It’s been a turbulent year for Replit, but CEO Amjad Massad spoke to me Monday in an airy conference room over a glass of coconut water as the sun set over Foster City, California. It was like Zen.
The AI coding company moved its headquarters from San Francisco in April and underwent layoffs in May, cutting its headcount in half to about 65 people.
But Massad said the company’s five-fold increase in revenue in the past six months was thanks to breakthrough advances in artificial intelligence capabilities that enabled a new product called Agent. Natural language prompts.
“It was a big hit,” Massad said. “We launched this in September, and it’s basically the first software agent that works at scale that you can try in the world today. And I would say it’s the only one. Masu.”
Replit, which Massad co-founded in 2016, has embraced AI from the beginning, and in recent years has launched products that automate various aspects of the coding process.

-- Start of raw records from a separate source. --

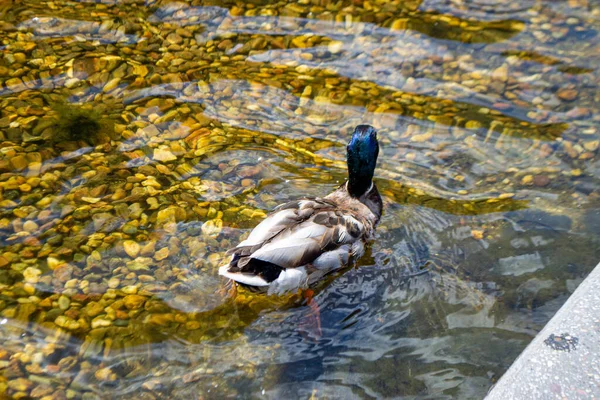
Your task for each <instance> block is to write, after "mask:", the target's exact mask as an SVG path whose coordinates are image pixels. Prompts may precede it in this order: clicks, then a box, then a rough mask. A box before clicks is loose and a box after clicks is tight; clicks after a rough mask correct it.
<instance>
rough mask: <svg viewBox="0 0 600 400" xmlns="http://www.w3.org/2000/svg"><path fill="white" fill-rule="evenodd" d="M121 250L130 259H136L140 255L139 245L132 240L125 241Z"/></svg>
mask: <svg viewBox="0 0 600 400" xmlns="http://www.w3.org/2000/svg"><path fill="white" fill-rule="evenodd" d="M123 248H124V249H125V253H127V255H128V256H129V257H131V258H136V257H137V256H138V254H140V245H139V244H137V242H134V241H133V240H125V241H124V242H123Z"/></svg>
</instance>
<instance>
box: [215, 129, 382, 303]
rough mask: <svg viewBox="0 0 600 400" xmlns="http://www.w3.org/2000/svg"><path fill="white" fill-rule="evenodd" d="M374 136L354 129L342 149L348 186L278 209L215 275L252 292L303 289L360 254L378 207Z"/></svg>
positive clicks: (379, 206) (374, 227)
mask: <svg viewBox="0 0 600 400" xmlns="http://www.w3.org/2000/svg"><path fill="white" fill-rule="evenodd" d="M378 154H379V143H378V142H377V132H376V131H375V129H373V127H372V126H369V125H358V126H357V127H356V128H355V130H354V133H353V135H352V139H351V140H350V143H349V144H348V146H347V164H348V180H347V181H346V182H344V184H342V185H341V186H340V187H339V188H337V189H336V190H335V191H334V192H332V193H330V194H328V195H327V196H325V197H323V198H313V199H309V198H305V199H301V200H296V201H291V202H289V203H285V204H282V205H280V206H278V207H277V208H276V209H275V210H274V211H273V212H272V213H271V214H269V215H268V216H267V217H266V218H265V219H264V220H263V221H262V222H261V223H260V224H259V225H257V226H256V228H254V229H253V230H252V232H251V233H250V236H248V238H247V239H246V240H244V241H242V242H241V243H240V244H238V245H237V247H235V248H233V249H231V250H229V251H228V254H230V255H231V260H230V261H229V264H228V265H225V266H222V267H220V268H219V274H220V275H222V276H224V277H227V278H229V279H232V280H233V281H235V282H237V283H238V284H241V285H243V286H246V287H248V288H249V289H252V290H257V291H266V292H267V293H268V294H283V293H285V292H291V291H296V290H298V289H299V288H307V287H308V286H309V285H311V284H313V283H315V282H317V281H318V280H320V279H321V278H323V277H324V276H325V275H327V274H329V273H331V272H333V271H336V270H338V269H340V268H342V267H344V266H346V265H347V264H348V263H349V261H350V259H351V258H353V259H358V258H359V257H360V256H362V255H363V253H364V247H365V243H366V242H367V241H368V240H369V239H371V238H372V237H373V233H374V231H375V226H376V225H377V223H378V222H379V218H380V217H381V213H382V208H383V203H382V201H381V196H380V195H379V192H378V191H377V187H376V186H375V184H374V183H373V173H374V171H375V165H376V163H377V155H378Z"/></svg>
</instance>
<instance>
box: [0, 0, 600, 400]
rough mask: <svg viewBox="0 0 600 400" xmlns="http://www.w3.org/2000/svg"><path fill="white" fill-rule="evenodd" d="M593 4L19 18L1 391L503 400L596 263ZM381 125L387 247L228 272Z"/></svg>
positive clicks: (5, 25)
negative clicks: (284, 280) (361, 124)
mask: <svg viewBox="0 0 600 400" xmlns="http://www.w3.org/2000/svg"><path fill="white" fill-rule="evenodd" d="M599 17H600V4H599V3H598V2H597V1H578V0H572V1H571V0H569V1H555V2H542V3H540V2H533V1H525V2H512V1H492V2H478V1H445V0H426V1H417V0H415V1H408V2H385V1H375V2H368V1H364V2H362V1H354V2H346V1H340V2H333V1H328V0H322V1H313V0H306V1H305V0H300V1H298V2H297V3H294V2H285V1H280V2H267V1H260V0H257V1H251V2H231V1H219V2H218V1H207V2H200V1H177V2H174V1H173V2H171V1H152V0H151V1H141V0H126V1H119V2H117V1H111V0H106V1H105V0H103V1H98V2H87V1H66V0H56V1H40V0H24V1H19V2H8V3H6V4H2V5H0V49H1V50H2V52H1V53H0V83H1V86H0V396H4V397H9V398H17V399H18V398H41V399H79V398H83V399H100V398H111V399H113V398H117V399H118V398H132V397H133V398H143V399H158V398H173V399H180V398H181V399H183V398H216V399H223V398H262V397H265V398H315V399H316V398H390V397H400V396H407V397H409V398H456V399H464V398H482V397H483V396H484V395H485V394H486V393H487V391H488V389H489V388H490V386H491V385H493V384H494V382H496V381H497V379H498V378H499V377H500V376H501V375H502V374H503V373H504V372H505V371H506V370H507V369H508V367H509V366H510V364H511V363H512V362H513V361H514V359H515V358H516V357H517V355H518V354H519V353H520V351H521V350H522V349H523V348H524V347H525V346H526V345H527V344H528V343H529V342H530V341H531V340H532V338H533V337H534V336H535V334H536V333H537V332H538V331H539V330H540V329H541V328H542V327H543V326H544V324H545V323H546V322H547V321H548V320H549V319H550V318H551V316H552V315H553V314H554V313H555V312H556V310H558V308H559V307H560V306H561V305H562V304H563V303H564V302H565V300H566V299H567V298H568V296H569V294H570V293H572V292H573V291H574V290H575V288H576V287H577V286H578V285H579V283H580V282H581V281H582V280H583V279H584V278H585V276H586V275H587V274H588V273H589V272H590V271H591V270H592V268H593V267H594V266H595V265H596V264H597V262H598V260H599V259H600V240H599V237H600V190H599V188H600V182H599V180H598V176H600V161H599V160H600V158H599V156H598V148H599V146H600V131H599V129H600V114H599V113H598V104H600V98H599V97H598V96H599V93H600V91H599V90H598V89H599V83H600V74H599V71H598V70H597V67H596V66H597V65H599V61H600V51H598V50H599V43H600V42H599V39H598V38H599V36H598V31H599V28H600V24H599V22H598V21H600V19H599ZM359 123H369V124H372V125H373V126H375V127H376V128H377V130H378V131H379V138H380V142H381V147H382V154H380V158H379V160H380V161H379V167H378V169H377V175H376V177H375V179H376V182H377V185H378V187H379V188H380V191H381V194H382V197H383V198H384V202H385V213H384V216H383V219H382V221H381V223H380V226H379V228H378V237H377V239H376V240H375V241H374V243H373V244H372V245H371V246H370V247H369V249H368V251H367V254H366V255H365V256H364V257H363V258H362V259H361V260H360V261H359V262H358V263H357V265H352V266H349V267H348V268H347V269H346V270H345V271H342V272H341V273H339V274H337V275H335V276H332V277H331V278H330V279H329V280H328V281H326V282H323V283H322V284H321V285H319V286H318V287H317V288H315V297H314V299H315V302H316V304H317V305H318V306H319V308H320V320H316V319H315V316H314V314H313V312H312V309H311V307H308V306H307V304H306V301H305V300H304V298H303V297H302V296H301V295H300V294H297V295H290V296H287V297H278V298H270V297H265V296H260V295H256V294H253V293H248V292H245V291H243V290H240V291H239V293H238V295H237V296H236V297H231V296H230V295H229V294H228V291H227V289H228V288H227V286H226V282H225V281H224V280H223V279H221V278H219V277H218V276H217V269H218V267H219V266H220V265H222V264H223V263H224V262H225V261H226V255H225V252H226V251H227V249H229V248H230V247H231V246H233V245H235V244H236V243H237V242H238V241H239V240H241V239H243V238H244V237H245V236H246V235H247V234H248V232H249V230H250V229H251V228H253V227H254V226H256V224H258V223H259V222H260V220H261V219H262V218H264V216H265V215H266V214H267V213H268V212H269V211H270V210H271V209H272V208H273V207H275V206H276V205H277V204H280V203H282V202H284V201H287V200H291V199H295V198H298V197H301V196H319V195H325V194H327V193H328V192H330V191H331V190H333V189H334V188H335V187H336V186H337V185H339V184H341V183H342V182H343V180H344V179H345V176H346V170H345V159H344V157H345V148H344V146H345V144H346V143H347V140H348V138H349V136H350V134H351V132H352V129H353V128H354V126H355V125H357V124H359Z"/></svg>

But if you’ve listened to Massad in recent years, Agent should still be impossible. He said at one point that this decade might not be possible. Even when they formed an “Agent Task Force” to develop the product last year, they weren’t sure it would work. That’s changed with Anthropic’s new model, the Claude 3.5 Sonnet, which achieved a record score in October on a coding assessment called SWE Bench.
Replit was building its own model and was hoping that its proprietary data, which included all aspects of the coding process from ideation to deployment, would give it an advantage. Suddenly, that wasn’t the case anymore.
“I knew something like this was going to happen. I didn’t think it would happen this quickly,” he said.
This acceleration will impact every industry, not just Replit. Writing code is the first thing that makes so-called generative AI models, like OpenAI’s GPT, work well, and provides a glimpse of what other sectors of the economy might look like as AI capabilities improve. Masu.
And this huge improvement is a double-edged sword for Replit. The agent is a huge success. At the same time, Replit dropped the idea of developing its own model. And the Anthropic model that made it possible is now available to a growing number of competing startups.
“The mere fact that we were able to get here without using data raises a lot of questions for the industry,” Massad said. “As long as we maintain the rate of innovation and the rate of progress and continue to deepen it, I think we’ll continue to stay ahead of the curve. But the business question is, ‘Durable What is a moat?